Red Blood Cell (RBC) transfusions remain an important part of the management of anemia caused by myelodysplastic syndromes (MDS). Almost 90% of patients diagnosed with MDS require at least one RBC transfusion and 30%-45% require chronic transfusions (Singhal Haematologica. 2017;102(12):2021-2029). Importantly, it is estimated that 11% of MDS patients form alloantibodies as a result of RBC transfusions. Despite this relatively high alloimmunization rate, MDS patients are almost never prophylactically transfused with RBCs from antigen-matched donors, a strategy which has been shown to reduce the incidence of alloimmunization among patients with sickle cell disease, but which also increases costs and utilizes a limited resource (antigen negative RBCs). Herein, we present the economic and clinical burden of RBC alloimmunization in MDS patients, in order to better inform decision making regarding prophylactic RBC antigen matching.

A cross-sectional study using the Premier Hospital chargemaster dataset was performed. All outpatient and inpatient discharges from January 2015 to June 2019 were included. MDS was defined using ICD-10 code D.46. Because there is no diagnosis code for alloimmunization, alloimmunized patients were identified based on the presence of antiglobulin crossmatch (CXM) and RBC antibody identification (RAI) codes in Premier records. This approach was validated by comparing the published rate of alloimmunization observed in patients diagnosed with MDS as well as hereditary hemorrhagic telangiectasia (HHT; another population with a relatively high alloimmunization rate) to the prevalence of both CXM and RAI codes in the Premier dataset during 2018. The comparison showed that our approach successfully modeled the published alloimmunization rates in HHT (16.8% vs 15.3%) and MDS (11.5% vs 11%) (Zheng Transfusion. 2018;58(3):775-780, Singhal Haematologica. 2017;102(12):2021-2029).

Demographic, clinical, and billing characteristics were gathered. Total cost per discharge, hospital and intensive care unit (ICU) length of stay, and inpatient mortality, were calculated for both study groups and compared. Bivariate comparisons were performed, assuming a two-tailed test of significance and an α level of 0.05. Multivariable regression models adjusting for sex, age, admission date, visit type (outpatient vs. inpatient) type of MDS based on the World Health Organization (WHO) classification and diagnosis-related groups (DRG) with an incidence ≥1% of inpatient visits were performed.

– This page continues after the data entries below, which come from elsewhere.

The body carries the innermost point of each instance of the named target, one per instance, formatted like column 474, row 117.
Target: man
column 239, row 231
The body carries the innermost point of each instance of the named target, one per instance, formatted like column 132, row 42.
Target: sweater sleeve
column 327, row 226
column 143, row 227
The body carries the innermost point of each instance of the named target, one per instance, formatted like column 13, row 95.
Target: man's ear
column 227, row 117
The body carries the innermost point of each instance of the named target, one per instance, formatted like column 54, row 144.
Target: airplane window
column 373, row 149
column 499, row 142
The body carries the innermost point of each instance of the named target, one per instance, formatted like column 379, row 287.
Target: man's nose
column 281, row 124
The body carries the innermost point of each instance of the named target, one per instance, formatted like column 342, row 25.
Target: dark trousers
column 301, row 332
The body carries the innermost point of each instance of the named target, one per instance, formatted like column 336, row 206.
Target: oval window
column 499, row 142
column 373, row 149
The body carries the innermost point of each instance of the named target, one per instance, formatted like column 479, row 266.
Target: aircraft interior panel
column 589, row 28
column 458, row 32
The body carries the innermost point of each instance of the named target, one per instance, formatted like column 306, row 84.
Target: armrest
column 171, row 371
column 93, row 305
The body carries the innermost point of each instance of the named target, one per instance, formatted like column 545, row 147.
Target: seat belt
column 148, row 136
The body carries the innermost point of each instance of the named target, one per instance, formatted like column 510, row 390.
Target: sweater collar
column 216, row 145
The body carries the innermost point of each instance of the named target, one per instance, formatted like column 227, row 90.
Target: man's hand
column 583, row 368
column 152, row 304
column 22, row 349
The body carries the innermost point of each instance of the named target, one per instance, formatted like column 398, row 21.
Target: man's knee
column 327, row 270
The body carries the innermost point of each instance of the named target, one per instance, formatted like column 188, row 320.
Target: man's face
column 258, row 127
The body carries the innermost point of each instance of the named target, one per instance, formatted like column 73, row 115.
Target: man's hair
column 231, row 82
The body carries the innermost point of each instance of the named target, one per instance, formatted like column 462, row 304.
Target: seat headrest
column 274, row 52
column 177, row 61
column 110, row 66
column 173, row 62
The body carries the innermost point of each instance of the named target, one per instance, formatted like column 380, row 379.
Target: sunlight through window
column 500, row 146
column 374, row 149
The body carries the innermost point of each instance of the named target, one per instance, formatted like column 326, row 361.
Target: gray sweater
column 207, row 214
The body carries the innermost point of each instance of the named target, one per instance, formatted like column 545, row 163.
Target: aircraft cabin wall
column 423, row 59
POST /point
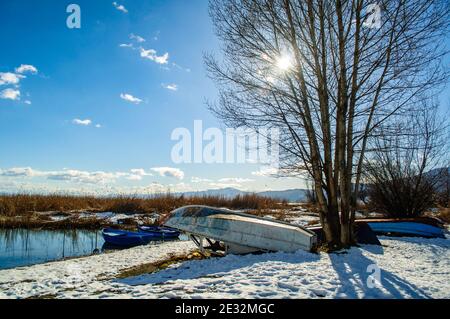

Overall, 179,819 MDS patient encounters were identified. Of these, 11,948 were alloimmunized and 167,871 were not alloimmunized (Table 1). When assessing incremental economic and clinical outcomes for the alloimmunized MDS population, multivariate models showed that alloimmunization led to significantly worse economic and clinical outcomes through all variables assessed (Table 2). The incremental median cost per inpatient and outpatient visit for the alloimmunized population were $2,829 (p<0.0001) and $630 (p<0.0001) higher, respectively. Alloimmunized patients had significantly longer inpatient hospitalizations (7.2 vs 8.2 days; p<0.0001) as well as longer ICU stays (4.4 vs 6.8 days; p<0.0001). Alloimmunized)A patients also encountered a 38% increased risk of being admitted to intensive care, and a 30% higher risk of inpatient mortality.

This analysis discloses that alloimmunization is associated with higher healthcare costs and worsened clinical outcomes in the MDS population. Further work is needed to clarify whether alloimmunization is causally related to these outcomes, or whether alloimmunization is incidentally more common among patients with worse disease. The present study was not designed to assess the effectiveness of prophylactic antigen matching in the prevention of alloimmunization in the transfused MDS population, and further work is needed to confirm the findings presented herein. However, decisions regarding provision of antigen-matched RBCs to MDS patients should consider the potential for downstream consequences of alloimmunization.

Disclosures

Gehrie:Grifols SSNA: Consultancy, Honoraria. Viayna:Grifols S.A.: Current Employment. Blanchette:Grifols SSNA: Consultancy; Novo Nordisk Inc.: Current Employment. Meny:Grifols SSNA: Current Employment. Noumsi:Grifols SSNA: Current Employment. Huber:Grifols SSNA: Current Employment. Runken:Grifols SSNA: Current Employment.